Data Types - Appendixes - MySQL in a Nutshell (2008)

MySQL in a Nutshell (2008)

Part V. Appendixes

This part of the book contains quick-reference information that applies to many of the chapters and is often desired in a compact format by a programmer or administrator.

Appendix A. Data Types

When a table is created using the CREATE TABLE statement, every column in a table must be declared as one of the data types supported by MySQL. A column in a table can be added or changed using the ALTER TABLE statement. Data types can be organized in three basic groups: numeric, date and time, and string. This appendix provides a listing of data types along with their limitations.

Numeric Data Types

Standard SQL numeric data types are allowed: accurate numeric data types (i.e., BIGINT, DECIMAL, INTEGER, MEDIUMINT, NUMERIC, SMALLINT, and TINYINT) and approximate numeric data types (i.e., DOUBLE and FLOAT). For all numeric data types, you can use the UNSIGNED andZEROFILL flags depending on your needs. If UNSIGNED is omitted, SIGNED is assumed. A numeric data type has different allowable ranges based on whether it’s SIGNED or UNSIGNED. The ZEROFILL flag instructs MySQL to pad the unused spaces to the left of a number with zeros. For example, a column with a data type set to INT(10) using ZEROFILL will display the number 5 as 0000000005. If the ZEROFILL flag is used, UNSIGNED is assumed for the column. When subtracting values where one is UNSIGNED, the results will become UNSIGNED.

For several of the numeric data types, you can specify a width for displaying. This number cannot exceed 255. The display width is a factor only when ZEROFILL is used for the column. You may also specify the number of digits allowed for the decimals, including the decimal point.

Approximate numeric data types store floating-point numbers such as fractions where an approximation must be made. For instance, an accurate number, per se, cannot be stored for 1/3 because the decimal point for 3 continues on endlessly. MySQL provides two approximate numeric data types: FLOAT and DOUBLE with their synonyms.

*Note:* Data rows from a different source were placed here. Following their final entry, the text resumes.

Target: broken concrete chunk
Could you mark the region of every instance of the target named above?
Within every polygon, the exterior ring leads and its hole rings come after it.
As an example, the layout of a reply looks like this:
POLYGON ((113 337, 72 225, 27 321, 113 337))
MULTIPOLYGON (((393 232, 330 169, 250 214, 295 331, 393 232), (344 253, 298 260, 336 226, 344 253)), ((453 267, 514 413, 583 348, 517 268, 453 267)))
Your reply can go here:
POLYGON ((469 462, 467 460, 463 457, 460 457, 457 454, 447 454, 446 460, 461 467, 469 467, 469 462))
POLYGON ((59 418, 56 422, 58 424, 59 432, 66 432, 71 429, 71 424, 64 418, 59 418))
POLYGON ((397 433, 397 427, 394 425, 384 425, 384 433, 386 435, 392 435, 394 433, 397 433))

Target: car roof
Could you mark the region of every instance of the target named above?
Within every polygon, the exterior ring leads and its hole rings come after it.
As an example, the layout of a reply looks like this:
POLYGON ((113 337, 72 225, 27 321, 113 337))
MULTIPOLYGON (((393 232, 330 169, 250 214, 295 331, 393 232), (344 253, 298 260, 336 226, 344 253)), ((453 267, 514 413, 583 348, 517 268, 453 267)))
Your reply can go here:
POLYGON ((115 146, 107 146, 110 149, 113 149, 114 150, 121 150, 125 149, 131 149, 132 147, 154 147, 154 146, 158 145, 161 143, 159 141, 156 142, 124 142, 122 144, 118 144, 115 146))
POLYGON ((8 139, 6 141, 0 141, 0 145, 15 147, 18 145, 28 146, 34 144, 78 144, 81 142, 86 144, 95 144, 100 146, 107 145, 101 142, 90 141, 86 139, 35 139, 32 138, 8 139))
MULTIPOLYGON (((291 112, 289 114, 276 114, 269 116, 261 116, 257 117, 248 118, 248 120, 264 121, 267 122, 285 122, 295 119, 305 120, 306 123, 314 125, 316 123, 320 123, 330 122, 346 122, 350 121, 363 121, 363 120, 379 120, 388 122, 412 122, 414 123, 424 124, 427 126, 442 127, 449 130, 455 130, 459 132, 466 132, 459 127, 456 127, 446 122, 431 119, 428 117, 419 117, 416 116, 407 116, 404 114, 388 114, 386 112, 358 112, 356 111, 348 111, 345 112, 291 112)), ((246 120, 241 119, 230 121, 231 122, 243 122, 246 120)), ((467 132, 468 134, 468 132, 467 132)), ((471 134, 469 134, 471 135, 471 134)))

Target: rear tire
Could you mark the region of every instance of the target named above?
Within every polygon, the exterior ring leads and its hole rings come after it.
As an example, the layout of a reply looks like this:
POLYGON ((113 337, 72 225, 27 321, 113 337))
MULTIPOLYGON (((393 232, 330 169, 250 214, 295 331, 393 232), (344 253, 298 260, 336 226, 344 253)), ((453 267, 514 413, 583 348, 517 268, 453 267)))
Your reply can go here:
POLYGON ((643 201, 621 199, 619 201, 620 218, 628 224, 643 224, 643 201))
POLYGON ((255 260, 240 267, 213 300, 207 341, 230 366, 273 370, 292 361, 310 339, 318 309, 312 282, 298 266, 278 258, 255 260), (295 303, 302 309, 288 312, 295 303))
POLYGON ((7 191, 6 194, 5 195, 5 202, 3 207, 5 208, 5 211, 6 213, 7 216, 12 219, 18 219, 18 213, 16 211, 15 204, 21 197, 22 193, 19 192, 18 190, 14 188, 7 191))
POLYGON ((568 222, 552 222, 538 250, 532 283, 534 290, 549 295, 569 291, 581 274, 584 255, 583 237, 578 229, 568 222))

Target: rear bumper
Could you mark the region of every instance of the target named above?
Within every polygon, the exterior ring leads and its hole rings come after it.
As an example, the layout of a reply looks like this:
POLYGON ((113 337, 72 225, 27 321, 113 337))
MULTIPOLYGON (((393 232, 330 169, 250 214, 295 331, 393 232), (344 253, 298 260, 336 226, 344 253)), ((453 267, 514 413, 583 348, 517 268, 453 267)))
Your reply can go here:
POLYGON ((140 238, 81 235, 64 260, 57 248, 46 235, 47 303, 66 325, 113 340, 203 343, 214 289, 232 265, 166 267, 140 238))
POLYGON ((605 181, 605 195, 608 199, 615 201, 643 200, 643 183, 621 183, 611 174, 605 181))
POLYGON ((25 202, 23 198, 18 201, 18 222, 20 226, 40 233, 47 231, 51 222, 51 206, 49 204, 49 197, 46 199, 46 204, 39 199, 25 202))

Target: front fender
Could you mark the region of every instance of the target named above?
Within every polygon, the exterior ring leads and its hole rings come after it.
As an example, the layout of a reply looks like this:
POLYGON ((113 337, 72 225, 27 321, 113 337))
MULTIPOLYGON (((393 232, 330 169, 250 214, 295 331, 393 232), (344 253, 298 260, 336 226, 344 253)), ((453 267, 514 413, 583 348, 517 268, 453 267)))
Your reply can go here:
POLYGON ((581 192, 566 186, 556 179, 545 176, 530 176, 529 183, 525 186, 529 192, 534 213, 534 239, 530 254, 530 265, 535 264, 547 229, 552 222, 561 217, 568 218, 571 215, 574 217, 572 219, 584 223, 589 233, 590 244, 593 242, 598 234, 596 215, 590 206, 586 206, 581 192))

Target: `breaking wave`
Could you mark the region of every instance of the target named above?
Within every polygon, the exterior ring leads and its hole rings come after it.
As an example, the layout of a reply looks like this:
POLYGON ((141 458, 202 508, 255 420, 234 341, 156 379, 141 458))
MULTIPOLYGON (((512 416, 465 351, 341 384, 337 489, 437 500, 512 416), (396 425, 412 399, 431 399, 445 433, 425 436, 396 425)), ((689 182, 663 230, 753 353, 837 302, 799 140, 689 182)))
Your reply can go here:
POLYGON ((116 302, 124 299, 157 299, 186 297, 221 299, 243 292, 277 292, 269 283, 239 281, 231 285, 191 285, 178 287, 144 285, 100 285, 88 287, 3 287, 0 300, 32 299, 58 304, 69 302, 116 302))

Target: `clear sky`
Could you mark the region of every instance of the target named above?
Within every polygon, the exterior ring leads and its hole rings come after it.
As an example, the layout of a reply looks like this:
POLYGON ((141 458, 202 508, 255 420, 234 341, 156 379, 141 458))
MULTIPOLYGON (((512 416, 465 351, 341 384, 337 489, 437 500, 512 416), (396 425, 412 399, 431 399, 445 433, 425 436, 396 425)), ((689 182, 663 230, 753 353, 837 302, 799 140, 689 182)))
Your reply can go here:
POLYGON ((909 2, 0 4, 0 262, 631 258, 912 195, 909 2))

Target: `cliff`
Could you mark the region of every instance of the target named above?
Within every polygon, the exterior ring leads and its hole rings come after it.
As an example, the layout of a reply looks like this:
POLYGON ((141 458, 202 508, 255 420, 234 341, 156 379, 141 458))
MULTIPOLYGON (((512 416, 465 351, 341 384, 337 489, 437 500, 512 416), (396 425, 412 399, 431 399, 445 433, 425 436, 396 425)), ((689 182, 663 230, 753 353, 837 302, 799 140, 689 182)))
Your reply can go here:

Following is a list of numeric data types. They’re not organized alphabetically; instead, they’re organized in ascending order based on the size of numeric values they can contain, with the column data types that may be used for approximate numbers listed last.

Name

BIT

Synopsis

BIT[(width)]

This is a bit-field data column type. With this column you can specify the maximum number of bits. It accepts 1 to 64. If no width is given, 1 bit is assumed. You can use this column to store binary data (i.e., data composed of 1s and 0s). You can also use this column in conjunction with functions like BIN(). Here is an example with a column that has a data type of BIT(8):

SELECT server_id

FROM servers

WHERE status = BIT(4);

This statement will return rows where the status column has a value of 00000100, which is the binary equivalent of 4.

Name

TINYINT

Synopsis

TINYINT[(width)] [UNSIGNED] [ZEROFILL]

This data column type can be used for tiny integers. The signed range can be from –128 to 127; unsigned can be from 0 to 255. The default if no width is given is 4. This column type can be useful for a simple logical column. For example, TINYINT(1) can be used for a column in which you only want a value of 1 or 0, yes or no. You could just as easily use BOOLEAN, though.

Name

BOOL, BOOLEAN

Synopsis

BOOL

This data column type, BOOL, is synonymous with BOOLEAN and TINYINT(1). In fact, if you set a column to this type and then use the DESCRIBE statement to see the description of the column, it will show it as a TINYINT(1). It can be useful for a simple logical column in which you want only a true or false value. For example, if a column labeled active was a BOOLEAN type, you could do something like the following:

SELECT client_name AS 'Client',

IF(active, 'Active', 'Inactive') AS Status

FROM clients;

This statement will show each client name in the table with the words Active or Inactive next to each name. This works because the IF() function checks for a value of 1 or 0 for the value given; it returns the second parameter given if the value is 1, the third parameter if the value is 0.

Name

SMALLINT

Synopsis

SMALLINT[(width)] [UNSIGNED] [ZEROFILL]

Use this data column type for small integer values. The signed range can be from –32,768 to 32,767; unsigned can be from 0 to 65,535. The default if no width is given is 6.

Name

MEDIUMINT

Synopsis

MEDIUMINT[(width)] [UNSIGNED] [ZEROFILL]

This data column type is for integer values of medium size. The signed range can be from –8,388,608 to 8,388,607; unsigned can be from 0 to 16,777,215. The default if no width is given is 9.

Name

INT, INTEGER

Synopsis

INT[(width)] [UNSIGNED] [ZEROFILL]

This is probably the most common numeric data column type used. The signed range can be from –2,147,483,648 to 2,147,483,647; unsigned can be from 0 to 4,294,967,295. The default if no width is given is 11. INTEGER is a synonym for this data type.

Name

BIGINT, SERIAL

Synopsis

BIGINT[(width)] [UNSIGNED] [ZEROFILL]

This data column type is for integer values of a large size. The signed range can be from –9,223,372,036,854,775,808 to 9,223,372,036,854,775,807; unsigned can be from 0 to 18,446,744,073,709,551,615. The default if no width is given is 20. SERIAL is a synonym for this data type, but with specific column options: BIGINT, UNSIGNED, NOT NULL, AUTO_INCREMENT, and UNIQUE.

Name

FLOAT

Synopsis

FLOAT[(width, decimals)|(bit_precision)] [UNSIGNED] [ZEROFILL]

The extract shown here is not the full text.